"Well, I sent the maid away that night and told maman. She was nearly off her head. I never saw her excited before. Then she told me the truth. I felt as if I had been turned to stone. But I felt suddenly cool and wary. I knew I must keep my head. It was as if my father had suddenly come alive in my brain. I had never lied to you before, merely put you off. But how I lied that night! I felt possessed. But I knew I must not be found out, and I made up my mind to stop playing as soon as I came out even. If I had known that my father and my grandfather had been gamblers I never should have touched a card. I'd far rather have drunk poison.
"I made up my mind then, and there to stop and I felt quite capable of it. But I had to go on and square myself, for I owed that money to Nick. But when I played it was with my head only. All the fever had gone out of my veins. I loathed it. I loathed still more deceiving you.
"I won and won and won. I thought I was delivered. I was almost happy again. Some day I meant to tell you—when it was all over.
"Then I began to lose horribly. Thousands. It ran up to twenty thousand. I did not betray myself, and the girls thought I had money of my own and could pay my losses quite easily. They didn't know that Nick always helped me out. He was never the least bit in love with me—he couldn't love any woman—but he said I played such a wonderful game and was such a sport, never lost my head, that he wouldn't lose me for the world—when I threatened to stop and never play again.
"But all the time he wanted the ruby. I found that out when he told me he must have the money inside of a week; he'd taken it out of his business, and it really belonged to his partners, and they'd find him out and send him to prison—
"I offered him my jewels. They would have brought half their value at least. I could have told you they were stolen—only one more lie. It was then he said he must have the ruby. He had known about it ever since you came out here, but after he saw it on me that night at the Gwynnes' he was more than ever determined to have it.

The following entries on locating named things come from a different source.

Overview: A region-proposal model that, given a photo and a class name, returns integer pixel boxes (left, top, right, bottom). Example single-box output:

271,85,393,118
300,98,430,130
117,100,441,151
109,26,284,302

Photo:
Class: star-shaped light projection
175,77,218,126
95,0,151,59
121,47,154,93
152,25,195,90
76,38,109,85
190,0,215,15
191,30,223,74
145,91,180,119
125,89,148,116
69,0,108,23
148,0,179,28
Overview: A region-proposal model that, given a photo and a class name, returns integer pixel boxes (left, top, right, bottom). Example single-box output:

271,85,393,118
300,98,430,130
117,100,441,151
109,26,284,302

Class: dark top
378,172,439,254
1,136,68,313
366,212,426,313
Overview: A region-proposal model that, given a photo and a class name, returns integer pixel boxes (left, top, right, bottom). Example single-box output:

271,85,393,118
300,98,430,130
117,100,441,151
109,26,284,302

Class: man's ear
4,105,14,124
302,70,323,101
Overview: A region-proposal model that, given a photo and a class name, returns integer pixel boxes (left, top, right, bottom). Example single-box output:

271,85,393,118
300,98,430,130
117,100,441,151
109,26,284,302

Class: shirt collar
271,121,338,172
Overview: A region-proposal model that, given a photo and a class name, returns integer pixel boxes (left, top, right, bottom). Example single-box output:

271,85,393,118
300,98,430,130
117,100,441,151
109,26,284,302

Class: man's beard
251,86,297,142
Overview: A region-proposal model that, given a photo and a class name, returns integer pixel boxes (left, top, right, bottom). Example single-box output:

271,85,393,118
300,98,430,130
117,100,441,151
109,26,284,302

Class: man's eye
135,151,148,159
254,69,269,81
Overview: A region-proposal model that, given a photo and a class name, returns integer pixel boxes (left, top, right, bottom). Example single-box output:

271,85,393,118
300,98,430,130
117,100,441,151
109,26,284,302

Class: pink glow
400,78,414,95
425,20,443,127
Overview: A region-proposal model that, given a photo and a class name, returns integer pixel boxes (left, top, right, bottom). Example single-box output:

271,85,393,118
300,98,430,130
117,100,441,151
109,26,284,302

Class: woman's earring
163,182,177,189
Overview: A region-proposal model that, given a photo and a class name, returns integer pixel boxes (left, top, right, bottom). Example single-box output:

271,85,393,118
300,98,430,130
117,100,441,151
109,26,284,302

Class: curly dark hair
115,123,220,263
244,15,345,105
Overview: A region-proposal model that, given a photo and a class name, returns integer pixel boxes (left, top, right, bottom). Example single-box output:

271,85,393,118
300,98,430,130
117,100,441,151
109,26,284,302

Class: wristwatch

"I laughed at him at first. It seemed preposterous that he could demand a ruby worth two or three hundred thousand dollars in payment for a debt of twenty thousand. I thought of selling my jewels and furs and laces, or pawning them and raising the amount—he only had my I.O.U. for that sum. But I didn't know where to go. So I told Aileen. She wouldn't hear of my disposing of my things, said it would, be all over town in twenty-four hours. She advised me to get the twenty thousand out of you on one pretext or another.
"I tried. You will remember. Then Nick began to haunt me. He whispered in my ear wherever we met. I was nearly frantic. He said he could hold me up to shame without compromising himself. I had written him some frantic letters, and he said they read just like—like—the other thing.
"I felt perfectly helpless. I knew that even if I did manage to pawn the jewels, you would miss them from the safe and trace them. I ceased to feel cool. I nearly went off my head. But I stopped gambling. I felt sure by this time that he could make me lose, but I couldn't prove it. Aileen told me I must give him the ruby. He promised me before Aileen that he would give me back my I.O.U.'s as well as my notes if I would hand over the ruby. He knew I was to wear it to-night.
"Finally I gave in. Yesterday Nick called me up on the telephone and told me to come down to the California Market to lunch, and to bring Aileen. He told me there that unless I promised to give him the ruby to-night, and kept my word, he'd either give my I.O.U.'s and my notes to you or to the Merry Tattler. He didn't care which. I could have my choice.